Inklusion in jeder Form

Als besonders innovativ gilt auch das Projekt „Waldheim Kunterbunt“ in Vaihingen. Dort werden schon seit Jahren behinderte und nicht behinderte Kinder gemeinsam in den Ferien betreut. Dank des Projekts sind dort seit 2015 auch ehemalige behinderte Teilnehmer des Camps als Betreuer aktiv. Das habe das Zusammengehörigkeitsgefühl der Helfer im Waldheim sichtlich gestärkt.

Einen sehr langen Atem beweist der Verein „Frühstück für Kinder“, der wegen seiner besonderen Nachhaltigkeit ausgezeichnet worden ist. Gegründet im Jahr 2009, sorgt er an mittlerweile zwölf Schulen zwei bis drei Mal wöchentlich für ein gesundes Frühstück. Ein Filmbeitrag verdeutlichte, wie viel Organisation und Hilfe nötig ist, die bald 600 Schüler zu versorgen. Besonderen Beifall erhielt Gabriel Netzer, der um 5 Uhr aufsteht, um an der Altenburgschule ehrenamtlich das Frühstück herzurichten.

Der Chor wächst und wächst

Ums Essen und um Teilhabe dreht sich ein Projekt der Evangelischen Gesellschaft, das ebenfalls wegen seiner Nachhaltigkeit für preiswürdig befunden wurde. Seit 2004 betreibt der Sozialkonzern im Stuttgarter Stadtteil Rot, gleich in der Nachbarschaft zum Männerwohnheim, dem Immanuel Grözinger-Haus, eine Gärtnerei. Die Hausbewohner können dort Obst anbauen und den Garten bewirtschafte. Die Idee ist, dass sich die Männer des Wohnheims dort sinnvoll betätigen und eine Aufgabe haben.

Fernsehmoderator Wieland Backes führte mit viel Empathie durch den Abend und brachte selbst das Publikum dazu, sein Engagement dem Sitznachbarn und letztlich auch allen im Saal zu offenbaren.

Für alle Teilnehmer von kulturellen Initiativen war die Bühne allerdings nicht ausgelegt. Eine davon: „Gospel im Osten“ (Gio), ein Projektchor, der 2005 gegründet wurde und mittlerweile eine feste Größe in der Musik- und Kulturlandschaft der Stadt ist. 500 Sängerinnen und Sänger besuchen meist regelmäßig die Proben. Zur Preisverleihung rückte also nur die Small Edition des Chors an, die aus 20 Sängerinnen und Sängern besteht und von Thomas Dillenhöfer geleitet wurde. Doch selbst dieser kleine Ableger des großen Chors bewies, mit welcher Kraft alle an die Sache rangehen: Zuletzt tanzten und sangen die Zuschauer mit.

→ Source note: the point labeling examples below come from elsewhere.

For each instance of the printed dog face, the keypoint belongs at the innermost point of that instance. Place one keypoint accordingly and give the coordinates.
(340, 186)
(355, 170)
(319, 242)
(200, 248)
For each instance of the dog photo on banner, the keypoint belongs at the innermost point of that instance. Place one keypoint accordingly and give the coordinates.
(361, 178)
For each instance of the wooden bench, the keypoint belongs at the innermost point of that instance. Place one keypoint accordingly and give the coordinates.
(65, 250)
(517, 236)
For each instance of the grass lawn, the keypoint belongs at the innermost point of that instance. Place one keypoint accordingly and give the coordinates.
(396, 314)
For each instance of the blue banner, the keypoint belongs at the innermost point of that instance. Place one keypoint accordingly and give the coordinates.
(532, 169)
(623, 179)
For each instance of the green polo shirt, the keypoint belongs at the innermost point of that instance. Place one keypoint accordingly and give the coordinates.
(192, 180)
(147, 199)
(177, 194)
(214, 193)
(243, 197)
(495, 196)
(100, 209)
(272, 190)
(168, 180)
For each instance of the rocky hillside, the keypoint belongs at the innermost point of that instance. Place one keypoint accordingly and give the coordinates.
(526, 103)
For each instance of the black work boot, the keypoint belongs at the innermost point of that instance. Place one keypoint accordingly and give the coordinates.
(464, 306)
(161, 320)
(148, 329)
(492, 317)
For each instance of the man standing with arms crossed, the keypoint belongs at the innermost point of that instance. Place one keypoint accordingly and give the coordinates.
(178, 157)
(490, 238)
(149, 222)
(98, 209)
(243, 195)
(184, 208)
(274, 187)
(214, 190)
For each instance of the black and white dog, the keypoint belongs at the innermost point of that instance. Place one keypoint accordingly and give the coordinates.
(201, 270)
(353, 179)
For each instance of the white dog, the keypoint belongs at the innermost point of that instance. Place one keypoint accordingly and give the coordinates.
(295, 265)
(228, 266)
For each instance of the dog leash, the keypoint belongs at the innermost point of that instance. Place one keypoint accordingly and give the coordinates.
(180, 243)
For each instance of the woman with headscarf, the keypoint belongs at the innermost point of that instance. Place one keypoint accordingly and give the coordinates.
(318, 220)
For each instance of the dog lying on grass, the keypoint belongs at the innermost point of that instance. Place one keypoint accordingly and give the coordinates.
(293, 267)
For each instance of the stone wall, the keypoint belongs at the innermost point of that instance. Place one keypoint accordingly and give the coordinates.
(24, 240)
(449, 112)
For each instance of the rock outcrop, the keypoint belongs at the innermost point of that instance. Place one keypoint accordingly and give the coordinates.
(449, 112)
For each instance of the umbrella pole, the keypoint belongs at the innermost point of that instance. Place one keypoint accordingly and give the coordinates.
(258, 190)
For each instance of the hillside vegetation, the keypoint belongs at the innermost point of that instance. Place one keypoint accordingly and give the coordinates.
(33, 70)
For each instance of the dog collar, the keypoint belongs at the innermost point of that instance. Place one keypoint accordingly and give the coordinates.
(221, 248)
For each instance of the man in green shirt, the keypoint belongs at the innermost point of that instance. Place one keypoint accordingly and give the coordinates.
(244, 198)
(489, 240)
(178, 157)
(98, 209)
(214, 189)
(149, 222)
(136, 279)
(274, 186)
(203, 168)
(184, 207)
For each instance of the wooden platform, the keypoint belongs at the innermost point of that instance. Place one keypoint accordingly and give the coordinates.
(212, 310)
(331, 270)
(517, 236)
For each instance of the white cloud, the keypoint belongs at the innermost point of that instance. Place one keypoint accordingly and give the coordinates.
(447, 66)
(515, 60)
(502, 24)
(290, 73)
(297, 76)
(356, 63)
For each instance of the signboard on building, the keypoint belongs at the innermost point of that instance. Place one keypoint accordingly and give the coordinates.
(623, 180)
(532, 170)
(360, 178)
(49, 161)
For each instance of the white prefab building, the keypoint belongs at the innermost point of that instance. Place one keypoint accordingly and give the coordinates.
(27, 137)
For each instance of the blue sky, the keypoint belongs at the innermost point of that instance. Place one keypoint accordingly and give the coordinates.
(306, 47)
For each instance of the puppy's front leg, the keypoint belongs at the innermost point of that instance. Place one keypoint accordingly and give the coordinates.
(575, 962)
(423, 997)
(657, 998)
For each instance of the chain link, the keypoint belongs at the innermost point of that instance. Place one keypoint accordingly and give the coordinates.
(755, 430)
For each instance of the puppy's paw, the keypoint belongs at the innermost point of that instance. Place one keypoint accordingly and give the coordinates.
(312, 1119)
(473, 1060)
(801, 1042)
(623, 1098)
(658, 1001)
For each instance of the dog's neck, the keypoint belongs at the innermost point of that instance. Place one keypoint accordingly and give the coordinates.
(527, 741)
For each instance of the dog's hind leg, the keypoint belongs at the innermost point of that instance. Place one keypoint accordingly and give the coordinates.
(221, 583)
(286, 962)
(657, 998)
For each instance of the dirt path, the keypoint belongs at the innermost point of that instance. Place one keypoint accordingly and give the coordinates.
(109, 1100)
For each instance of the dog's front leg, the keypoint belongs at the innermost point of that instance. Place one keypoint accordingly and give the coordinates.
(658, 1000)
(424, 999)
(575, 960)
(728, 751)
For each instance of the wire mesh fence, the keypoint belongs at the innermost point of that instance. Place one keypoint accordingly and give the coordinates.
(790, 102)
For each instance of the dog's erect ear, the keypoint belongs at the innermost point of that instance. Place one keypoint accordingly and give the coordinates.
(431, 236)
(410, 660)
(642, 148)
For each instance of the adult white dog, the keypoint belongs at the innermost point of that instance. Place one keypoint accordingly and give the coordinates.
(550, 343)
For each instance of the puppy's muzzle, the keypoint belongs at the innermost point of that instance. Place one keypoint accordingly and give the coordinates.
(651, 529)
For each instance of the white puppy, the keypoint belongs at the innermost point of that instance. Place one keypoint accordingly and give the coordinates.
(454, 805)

Immer mehr wollen Lebensmittel teilen

Der zweite Preisträger aus der Kategorie Kultur sind eigentlich zwei: Das Junge Ensemble Stuttgart und die freie Theatergruppe Citizen.Kane.Kollektiv. Sie haben sich 2015 zusammengetan, seither erarbeiten zehn Jugendliche im Alter zwischen 16 und 21 Jahren das Stück „Unterm Strich“, ein Stück über Prostitution und Menschenhandel. Die 16- bis 21-Jährigen haben selbst in Rumänien recherchiert, Szenen im vergangenen Sommer an verschiedenen Spielorten aufgeführt und erarbeiten jetzt ein großes Stück, das im März auf die Bühne kommt.

Die Vorsitzende der Bürgerstiftung, Helga Breuninger, hatte zwar erkältungsbedingt mit ihrer Stimme zu kämpfen, bedankte sich am Dienstagabend aber um so herzlicher bei Stiftern und Gästen: „Wir feiern heute Menschen, die anpacken, kreativ sind sich engagieren und Zeichen setzen gegenZynismus, Angst und Gleichgültigkeit.“ Einer, der ihr dabei seit Jahren zur Seite steht, ist Frank Heintzeler. Er hatte für die Stiftung im Jahr 2016 den Ausbildungscampus für Flüchtlinge an den Start gebracht und bekam dafür eine Ehrenmedaille. An ihn wie an 150 000 weitere Ehrenamtliche in der Stadt erinnerte OB Fritz Kuhn: „Unsere Stadt hat unter dem staatlichen sozialen Netz ein Ehrenamtsnetz. Darum stehen wir so gut da.“

Die rund 400 Gäste, die Laudatoren und Festredner, unter ihnen Gastgeber Uwe-Karsten Städter von der Porsche AG, wurden Zeugen einer Premiere: Erstmals ist ein Publikumspreis vergeben worden. Die Besucher der Stiftungshomepage gaben 5500 Mal ein Votum ab und kürten mit mehr als 5000 Stimmen das Projekt Foodsharing in Stuttgart. Die Mitglieder bestücken an mehreren Stellen in der Stadt Kühlschränke und Regale mit überzähligen Lebensmitteln. Wer kein Geld hat, darf sich dort bedienen. Der Preis in Höhe von 3000 Euro könnte, so Maximilian Kraft, in ein Café mit Lebensmitelverteilstation fließen, aber darüber wolle man erst noch demokratisch abstimmen.